This is a docker image build for the remote Hive Metastore to customize the image for our purposes. In particular it installs a postgres driver and splits up the service opts env var.
- Haven't looked into authentication to the metastore.
- W/O auth anyone with access to the port could delete all the metadata.
- That being said, anyone reading data needs read privs, anyone uploading data needs write to a DB. Not sure how HMS privs work - is is an all or nothing type of thing?
- It appears that Spark doesn't support 4.0.0 yet (?)
Requires python 3.11.
$ docker-compose up -d --build
$ pipenv install
$ pipenv shell
$ ipython
Python 3.11.3 (main, Apr 5 2023, 14:14:40) [GCC 7.5.0]
Type 'copyright', 'credits' or 'license' for more information
IPython 8.25.0 -- An enhanced Interactive Python. Type '?' for help.
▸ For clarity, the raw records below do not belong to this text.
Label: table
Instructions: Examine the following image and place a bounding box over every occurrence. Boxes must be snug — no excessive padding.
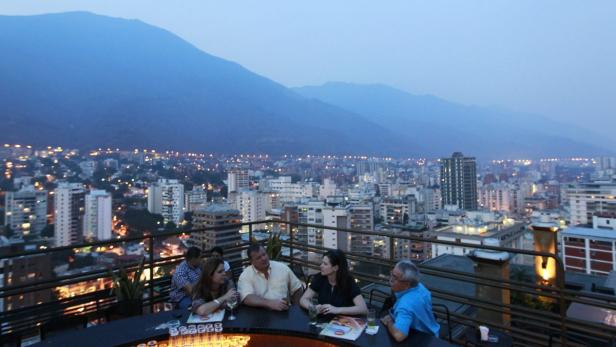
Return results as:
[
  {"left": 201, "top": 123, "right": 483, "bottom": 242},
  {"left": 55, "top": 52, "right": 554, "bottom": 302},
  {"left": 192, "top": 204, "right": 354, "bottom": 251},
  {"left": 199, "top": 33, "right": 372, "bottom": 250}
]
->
[
  {"left": 36, "top": 305, "right": 452, "bottom": 347},
  {"left": 464, "top": 329, "right": 513, "bottom": 347}
]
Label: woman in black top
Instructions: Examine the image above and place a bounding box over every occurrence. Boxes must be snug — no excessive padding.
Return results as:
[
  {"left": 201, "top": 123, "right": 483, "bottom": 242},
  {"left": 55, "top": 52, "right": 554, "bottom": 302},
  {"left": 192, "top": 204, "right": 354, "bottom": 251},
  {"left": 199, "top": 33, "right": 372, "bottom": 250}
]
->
[
  {"left": 300, "top": 249, "right": 368, "bottom": 315},
  {"left": 192, "top": 257, "right": 237, "bottom": 316}
]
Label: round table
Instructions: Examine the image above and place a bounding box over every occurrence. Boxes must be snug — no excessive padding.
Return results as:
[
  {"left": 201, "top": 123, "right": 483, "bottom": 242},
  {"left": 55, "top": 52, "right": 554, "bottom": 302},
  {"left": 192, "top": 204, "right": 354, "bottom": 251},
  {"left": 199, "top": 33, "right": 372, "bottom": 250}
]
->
[{"left": 37, "top": 305, "right": 452, "bottom": 347}]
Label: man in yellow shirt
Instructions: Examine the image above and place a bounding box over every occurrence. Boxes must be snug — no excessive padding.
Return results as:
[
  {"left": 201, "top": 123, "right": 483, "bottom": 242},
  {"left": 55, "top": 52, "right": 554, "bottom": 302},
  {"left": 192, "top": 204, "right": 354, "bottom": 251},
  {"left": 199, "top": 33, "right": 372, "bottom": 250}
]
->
[{"left": 237, "top": 245, "right": 302, "bottom": 311}]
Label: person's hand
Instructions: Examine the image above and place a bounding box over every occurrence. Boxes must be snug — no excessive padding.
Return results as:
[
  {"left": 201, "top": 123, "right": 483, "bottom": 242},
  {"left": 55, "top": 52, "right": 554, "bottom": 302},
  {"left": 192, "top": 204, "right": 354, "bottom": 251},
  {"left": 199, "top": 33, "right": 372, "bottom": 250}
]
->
[
  {"left": 221, "top": 288, "right": 237, "bottom": 301},
  {"left": 318, "top": 304, "right": 340, "bottom": 314},
  {"left": 267, "top": 299, "right": 289, "bottom": 311},
  {"left": 381, "top": 314, "right": 394, "bottom": 327}
]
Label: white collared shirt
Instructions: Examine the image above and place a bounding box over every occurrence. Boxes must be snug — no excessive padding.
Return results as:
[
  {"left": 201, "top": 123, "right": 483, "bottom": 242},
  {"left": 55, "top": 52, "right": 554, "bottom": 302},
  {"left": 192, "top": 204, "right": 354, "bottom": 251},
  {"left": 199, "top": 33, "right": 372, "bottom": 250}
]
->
[{"left": 237, "top": 260, "right": 302, "bottom": 301}]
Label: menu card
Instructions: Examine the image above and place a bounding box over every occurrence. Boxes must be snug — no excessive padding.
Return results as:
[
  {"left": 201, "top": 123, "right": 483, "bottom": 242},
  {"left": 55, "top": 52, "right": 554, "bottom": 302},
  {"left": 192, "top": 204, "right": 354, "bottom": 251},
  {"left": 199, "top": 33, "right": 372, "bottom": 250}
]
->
[
  {"left": 320, "top": 316, "right": 366, "bottom": 341},
  {"left": 186, "top": 310, "right": 225, "bottom": 324}
]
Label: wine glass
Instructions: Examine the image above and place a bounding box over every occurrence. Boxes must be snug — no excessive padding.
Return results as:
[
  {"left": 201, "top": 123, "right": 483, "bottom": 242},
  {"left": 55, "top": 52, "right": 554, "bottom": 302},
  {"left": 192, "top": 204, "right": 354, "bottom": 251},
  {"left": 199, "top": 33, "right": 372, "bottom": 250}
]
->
[
  {"left": 308, "top": 298, "right": 319, "bottom": 326},
  {"left": 227, "top": 295, "right": 237, "bottom": 320}
]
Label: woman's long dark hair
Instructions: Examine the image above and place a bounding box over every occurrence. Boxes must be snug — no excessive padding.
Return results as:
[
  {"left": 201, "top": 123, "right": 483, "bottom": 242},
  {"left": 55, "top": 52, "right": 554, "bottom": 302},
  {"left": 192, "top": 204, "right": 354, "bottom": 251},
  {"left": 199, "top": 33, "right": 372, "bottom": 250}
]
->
[
  {"left": 193, "top": 257, "right": 227, "bottom": 301},
  {"left": 323, "top": 249, "right": 353, "bottom": 293}
]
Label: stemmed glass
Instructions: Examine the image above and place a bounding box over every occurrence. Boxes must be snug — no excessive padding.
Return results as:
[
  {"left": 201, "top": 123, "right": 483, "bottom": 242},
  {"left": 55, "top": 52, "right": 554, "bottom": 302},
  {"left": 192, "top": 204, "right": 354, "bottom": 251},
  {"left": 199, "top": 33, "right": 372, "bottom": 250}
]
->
[
  {"left": 227, "top": 295, "right": 237, "bottom": 320},
  {"left": 308, "top": 298, "right": 319, "bottom": 326}
]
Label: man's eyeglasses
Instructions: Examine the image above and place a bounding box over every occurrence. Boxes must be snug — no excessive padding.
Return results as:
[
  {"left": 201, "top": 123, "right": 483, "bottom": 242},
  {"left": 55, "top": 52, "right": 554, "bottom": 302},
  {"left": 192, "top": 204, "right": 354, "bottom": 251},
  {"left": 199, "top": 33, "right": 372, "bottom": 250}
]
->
[{"left": 389, "top": 273, "right": 408, "bottom": 282}]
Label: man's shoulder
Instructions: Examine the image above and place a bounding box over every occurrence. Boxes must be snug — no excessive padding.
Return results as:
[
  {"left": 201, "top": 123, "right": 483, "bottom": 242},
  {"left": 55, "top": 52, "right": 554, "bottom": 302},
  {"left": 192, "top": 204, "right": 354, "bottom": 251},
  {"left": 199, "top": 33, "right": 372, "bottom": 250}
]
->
[
  {"left": 270, "top": 260, "right": 291, "bottom": 271},
  {"left": 240, "top": 265, "right": 255, "bottom": 279},
  {"left": 175, "top": 260, "right": 188, "bottom": 273}
]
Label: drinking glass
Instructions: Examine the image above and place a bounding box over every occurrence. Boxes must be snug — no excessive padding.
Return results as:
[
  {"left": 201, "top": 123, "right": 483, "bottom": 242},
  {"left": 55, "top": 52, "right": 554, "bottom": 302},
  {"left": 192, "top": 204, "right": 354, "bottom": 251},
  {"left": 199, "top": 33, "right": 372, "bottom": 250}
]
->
[
  {"left": 227, "top": 295, "right": 237, "bottom": 320},
  {"left": 308, "top": 298, "right": 319, "bottom": 325},
  {"left": 366, "top": 308, "right": 376, "bottom": 329}
]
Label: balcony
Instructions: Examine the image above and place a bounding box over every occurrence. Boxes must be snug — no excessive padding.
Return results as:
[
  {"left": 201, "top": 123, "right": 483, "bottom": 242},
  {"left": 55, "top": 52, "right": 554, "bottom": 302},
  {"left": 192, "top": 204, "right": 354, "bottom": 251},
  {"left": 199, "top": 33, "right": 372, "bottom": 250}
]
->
[{"left": 0, "top": 221, "right": 616, "bottom": 346}]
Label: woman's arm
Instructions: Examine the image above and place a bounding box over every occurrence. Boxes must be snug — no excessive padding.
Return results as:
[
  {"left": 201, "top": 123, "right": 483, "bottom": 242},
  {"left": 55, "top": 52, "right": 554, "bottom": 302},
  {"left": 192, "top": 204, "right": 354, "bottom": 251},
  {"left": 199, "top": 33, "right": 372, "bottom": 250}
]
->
[
  {"left": 193, "top": 299, "right": 223, "bottom": 316},
  {"left": 320, "top": 294, "right": 368, "bottom": 316},
  {"left": 299, "top": 287, "right": 316, "bottom": 310}
]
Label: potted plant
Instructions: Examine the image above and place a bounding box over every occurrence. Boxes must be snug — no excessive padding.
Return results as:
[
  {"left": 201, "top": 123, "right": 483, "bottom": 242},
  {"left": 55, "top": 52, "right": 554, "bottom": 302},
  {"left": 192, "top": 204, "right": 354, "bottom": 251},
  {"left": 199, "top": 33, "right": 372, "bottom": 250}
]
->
[
  {"left": 265, "top": 233, "right": 282, "bottom": 260},
  {"left": 110, "top": 258, "right": 145, "bottom": 316},
  {"left": 250, "top": 233, "right": 282, "bottom": 260}
]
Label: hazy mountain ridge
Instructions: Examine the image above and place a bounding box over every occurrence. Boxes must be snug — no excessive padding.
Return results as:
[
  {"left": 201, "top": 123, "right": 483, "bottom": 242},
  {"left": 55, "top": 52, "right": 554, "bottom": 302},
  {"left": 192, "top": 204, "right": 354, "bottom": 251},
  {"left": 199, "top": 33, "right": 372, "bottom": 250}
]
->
[
  {"left": 0, "top": 12, "right": 606, "bottom": 157},
  {"left": 0, "top": 12, "right": 413, "bottom": 154},
  {"left": 293, "top": 82, "right": 611, "bottom": 158}
]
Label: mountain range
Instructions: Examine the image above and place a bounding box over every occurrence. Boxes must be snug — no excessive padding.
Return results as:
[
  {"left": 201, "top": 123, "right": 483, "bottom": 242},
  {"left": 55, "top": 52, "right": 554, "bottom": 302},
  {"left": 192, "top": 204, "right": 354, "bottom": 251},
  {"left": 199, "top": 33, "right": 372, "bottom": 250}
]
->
[{"left": 0, "top": 12, "right": 608, "bottom": 157}]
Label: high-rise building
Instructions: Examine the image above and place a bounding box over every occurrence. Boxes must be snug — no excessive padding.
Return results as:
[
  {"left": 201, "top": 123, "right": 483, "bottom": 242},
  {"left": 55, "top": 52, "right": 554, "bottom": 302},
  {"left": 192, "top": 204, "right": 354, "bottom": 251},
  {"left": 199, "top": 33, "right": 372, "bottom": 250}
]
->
[
  {"left": 184, "top": 186, "right": 207, "bottom": 212},
  {"left": 319, "top": 178, "right": 338, "bottom": 199},
  {"left": 234, "top": 189, "right": 267, "bottom": 229},
  {"left": 347, "top": 203, "right": 374, "bottom": 255},
  {"left": 259, "top": 176, "right": 319, "bottom": 203},
  {"left": 54, "top": 183, "right": 85, "bottom": 247},
  {"left": 296, "top": 201, "right": 325, "bottom": 246},
  {"left": 0, "top": 254, "right": 54, "bottom": 312},
  {"left": 4, "top": 186, "right": 47, "bottom": 236},
  {"left": 83, "top": 190, "right": 112, "bottom": 240},
  {"left": 565, "top": 183, "right": 616, "bottom": 225},
  {"left": 323, "top": 206, "right": 349, "bottom": 251},
  {"left": 441, "top": 152, "right": 477, "bottom": 211},
  {"left": 148, "top": 179, "right": 184, "bottom": 225},
  {"left": 227, "top": 169, "right": 250, "bottom": 198},
  {"left": 190, "top": 204, "right": 242, "bottom": 261}
]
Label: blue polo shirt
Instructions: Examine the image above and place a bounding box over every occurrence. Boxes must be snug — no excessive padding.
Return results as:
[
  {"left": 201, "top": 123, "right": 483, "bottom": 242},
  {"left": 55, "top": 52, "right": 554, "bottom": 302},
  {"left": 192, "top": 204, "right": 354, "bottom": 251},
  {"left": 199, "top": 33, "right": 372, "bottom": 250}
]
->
[{"left": 389, "top": 283, "right": 440, "bottom": 337}]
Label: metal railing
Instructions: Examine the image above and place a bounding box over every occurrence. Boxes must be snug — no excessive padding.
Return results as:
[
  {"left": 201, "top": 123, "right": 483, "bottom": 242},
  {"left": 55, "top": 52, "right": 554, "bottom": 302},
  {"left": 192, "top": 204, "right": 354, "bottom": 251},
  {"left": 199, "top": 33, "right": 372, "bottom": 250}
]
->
[{"left": 0, "top": 220, "right": 616, "bottom": 346}]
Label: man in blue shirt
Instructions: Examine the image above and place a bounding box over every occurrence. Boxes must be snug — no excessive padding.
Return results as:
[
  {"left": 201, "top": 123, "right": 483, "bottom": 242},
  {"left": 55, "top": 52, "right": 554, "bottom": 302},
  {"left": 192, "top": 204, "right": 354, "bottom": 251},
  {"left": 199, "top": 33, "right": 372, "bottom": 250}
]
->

In [1]: from hive_metastore_client import HiveMetastoreClient
In [2]: from hive_metastore_client.builders import DatabaseBuilder
In [3]: with HiveMetastoreClient("localhost", 9083) as hmc:
...: hmc.create_database(DatabaseBuilder(name="whoo").build())
...:
In [4]: with HiveMetastoreClient("localhost", 9083) as hmc:
...: res = hmc.get_all_databases()
...:
In [5]: res
Out[5]: ['default', 'whoo']